Heavenly dive: Devil's Den offers surreal swimming experience

- Nearly 60 feet below ground between Ocala and Gainesville, you'll find a cave that gives new meaning to the phrase "old swimming hole."

Tourists from across the world visit the Devil's Den, a prehistoric swimming pool off NE 180th Street in Williston, for the chance to literally dive deep into Florida's history.

Centuries ago, the ground collapsed, exposing an underground river in the city of Williston. Early Florida settlers were awestruck by the sight it created.

"They were coming across the landscape, and they suddenly saw smoke coming from the ground. They thought it was coming from that really bad place," said Rowena Thomas, manager of Devil's Den.

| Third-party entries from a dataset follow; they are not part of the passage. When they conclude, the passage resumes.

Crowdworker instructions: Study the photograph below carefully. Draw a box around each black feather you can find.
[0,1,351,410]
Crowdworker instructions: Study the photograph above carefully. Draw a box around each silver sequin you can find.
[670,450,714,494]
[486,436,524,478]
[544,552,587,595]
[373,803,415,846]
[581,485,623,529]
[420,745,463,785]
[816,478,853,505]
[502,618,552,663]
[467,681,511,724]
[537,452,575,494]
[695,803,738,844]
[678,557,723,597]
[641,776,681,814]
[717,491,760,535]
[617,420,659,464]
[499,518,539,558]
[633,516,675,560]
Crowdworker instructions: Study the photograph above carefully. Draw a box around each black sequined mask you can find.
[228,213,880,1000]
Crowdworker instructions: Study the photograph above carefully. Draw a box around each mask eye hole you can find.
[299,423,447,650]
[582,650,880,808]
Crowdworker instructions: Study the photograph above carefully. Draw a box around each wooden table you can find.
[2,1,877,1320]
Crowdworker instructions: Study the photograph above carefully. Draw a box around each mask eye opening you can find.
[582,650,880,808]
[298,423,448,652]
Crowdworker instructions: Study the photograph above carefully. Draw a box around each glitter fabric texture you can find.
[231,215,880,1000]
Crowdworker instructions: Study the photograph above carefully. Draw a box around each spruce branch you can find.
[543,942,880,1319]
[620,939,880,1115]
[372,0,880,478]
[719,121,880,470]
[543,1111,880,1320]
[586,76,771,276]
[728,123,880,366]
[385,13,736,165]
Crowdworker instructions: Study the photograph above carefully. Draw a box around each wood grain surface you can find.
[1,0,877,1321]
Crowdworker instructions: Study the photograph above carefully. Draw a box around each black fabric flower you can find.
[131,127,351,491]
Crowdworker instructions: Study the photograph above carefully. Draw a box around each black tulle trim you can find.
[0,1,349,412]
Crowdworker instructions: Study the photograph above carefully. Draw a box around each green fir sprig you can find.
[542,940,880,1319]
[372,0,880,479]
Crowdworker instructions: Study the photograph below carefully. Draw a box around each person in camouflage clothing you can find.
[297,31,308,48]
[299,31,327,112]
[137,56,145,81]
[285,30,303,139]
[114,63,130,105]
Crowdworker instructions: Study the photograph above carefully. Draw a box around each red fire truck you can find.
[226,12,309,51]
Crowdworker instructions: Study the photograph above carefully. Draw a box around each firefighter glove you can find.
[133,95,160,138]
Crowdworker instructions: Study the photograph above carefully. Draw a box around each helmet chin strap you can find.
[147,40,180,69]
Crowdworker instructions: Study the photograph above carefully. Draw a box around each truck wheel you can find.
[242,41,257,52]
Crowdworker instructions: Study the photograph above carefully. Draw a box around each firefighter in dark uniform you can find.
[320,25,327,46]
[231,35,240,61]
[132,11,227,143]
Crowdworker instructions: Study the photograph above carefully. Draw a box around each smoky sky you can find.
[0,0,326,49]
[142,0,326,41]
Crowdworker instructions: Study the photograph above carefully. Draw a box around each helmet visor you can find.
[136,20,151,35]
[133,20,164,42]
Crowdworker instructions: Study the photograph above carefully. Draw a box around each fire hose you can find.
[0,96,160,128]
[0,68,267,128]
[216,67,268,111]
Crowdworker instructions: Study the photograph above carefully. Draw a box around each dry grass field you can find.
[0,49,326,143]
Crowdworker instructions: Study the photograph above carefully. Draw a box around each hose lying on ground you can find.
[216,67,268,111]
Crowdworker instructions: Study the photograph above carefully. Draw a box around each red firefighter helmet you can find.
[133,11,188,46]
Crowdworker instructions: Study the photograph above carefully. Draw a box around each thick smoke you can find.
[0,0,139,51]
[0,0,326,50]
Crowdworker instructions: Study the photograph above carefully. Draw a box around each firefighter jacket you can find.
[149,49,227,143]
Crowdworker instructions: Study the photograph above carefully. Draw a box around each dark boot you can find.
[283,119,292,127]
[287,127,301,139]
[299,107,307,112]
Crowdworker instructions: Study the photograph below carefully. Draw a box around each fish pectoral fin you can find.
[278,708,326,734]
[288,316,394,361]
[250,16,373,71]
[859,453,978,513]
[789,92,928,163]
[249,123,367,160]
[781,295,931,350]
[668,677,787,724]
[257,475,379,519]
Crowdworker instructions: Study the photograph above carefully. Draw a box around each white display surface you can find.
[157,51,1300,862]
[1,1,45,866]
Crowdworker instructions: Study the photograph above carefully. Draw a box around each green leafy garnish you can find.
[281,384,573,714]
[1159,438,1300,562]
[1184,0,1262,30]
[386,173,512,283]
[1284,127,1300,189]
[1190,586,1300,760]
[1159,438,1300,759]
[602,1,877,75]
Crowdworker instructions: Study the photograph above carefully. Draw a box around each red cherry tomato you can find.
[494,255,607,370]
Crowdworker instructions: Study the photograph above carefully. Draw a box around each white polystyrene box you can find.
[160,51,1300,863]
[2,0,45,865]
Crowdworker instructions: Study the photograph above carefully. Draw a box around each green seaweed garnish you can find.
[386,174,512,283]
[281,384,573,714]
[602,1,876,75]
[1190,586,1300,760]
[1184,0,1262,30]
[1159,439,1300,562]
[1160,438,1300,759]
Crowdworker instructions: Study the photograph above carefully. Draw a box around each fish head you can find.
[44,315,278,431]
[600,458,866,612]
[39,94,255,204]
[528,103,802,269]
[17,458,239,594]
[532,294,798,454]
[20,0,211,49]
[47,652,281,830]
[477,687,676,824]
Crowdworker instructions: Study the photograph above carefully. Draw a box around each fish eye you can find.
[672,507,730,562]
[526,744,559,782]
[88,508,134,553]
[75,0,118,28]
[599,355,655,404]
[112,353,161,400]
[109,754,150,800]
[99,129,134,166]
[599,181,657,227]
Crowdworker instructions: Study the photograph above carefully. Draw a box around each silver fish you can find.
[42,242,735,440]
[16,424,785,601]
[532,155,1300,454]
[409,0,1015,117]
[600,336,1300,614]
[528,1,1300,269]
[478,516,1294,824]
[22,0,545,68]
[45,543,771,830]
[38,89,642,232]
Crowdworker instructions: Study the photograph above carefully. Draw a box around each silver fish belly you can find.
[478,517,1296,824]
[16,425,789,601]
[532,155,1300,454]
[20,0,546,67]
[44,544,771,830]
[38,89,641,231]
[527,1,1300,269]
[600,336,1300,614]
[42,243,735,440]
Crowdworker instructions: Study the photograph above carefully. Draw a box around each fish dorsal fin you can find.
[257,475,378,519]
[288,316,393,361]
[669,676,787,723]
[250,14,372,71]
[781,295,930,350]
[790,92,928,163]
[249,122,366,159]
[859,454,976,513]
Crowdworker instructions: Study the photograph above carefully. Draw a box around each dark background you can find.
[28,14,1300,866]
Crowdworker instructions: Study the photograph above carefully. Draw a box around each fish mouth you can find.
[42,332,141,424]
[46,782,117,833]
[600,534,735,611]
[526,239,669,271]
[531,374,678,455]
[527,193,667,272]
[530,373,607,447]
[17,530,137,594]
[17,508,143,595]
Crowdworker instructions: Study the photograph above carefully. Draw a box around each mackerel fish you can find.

The warm water from underground springs caused steam to rise to the surface from the sinkhole.  The spooky name, Devil's Den, stuck. 

Snorkelers and divers who visit the den today are pleasantly surprised to find miraculous-looking views inside the cave, where sun rays beam onto rock formations, and the water is clear and blue in color.

"It's a little bit surreal. It's like a movie almost, like you're kind of in a different place. There's not much like it. It's a big cave underwater with really clear water," said Brennan Chase, who traveled from Gainesville with his brother, Zach, to check out the natural attraction.

"It's very blue, and there's a lot of turtles and fish down there," added Zach Chase.

Swimmers strap on goggles, fins and a wet suit, if they desire, to swim in the 50-foot deep spring. It's surrounded by ancient rock formations dating back 33 million years.

Green plants flow through the chimney-like opening at the top of the cave, creating a calming, peaceful environment.

"The light from the top makes it really bright on the bottom. I expected it to be dark," offered Alex Stark, who traveled from Lakeland.

Most divers are also pleasantly surprised to find the water temperatures is a constant 72 degrees year-round, due to the underground springs that feed into the cave.

"It's just like you're in another planet. That's exactly what it's like. You go underwater and you see these rock formations, it's blue-blue water, and it's outstanding," added Thomas.

Snorkeling in the Devil's Den costs $15 per person on weekdays and $20 on weekends. Diving costs $38.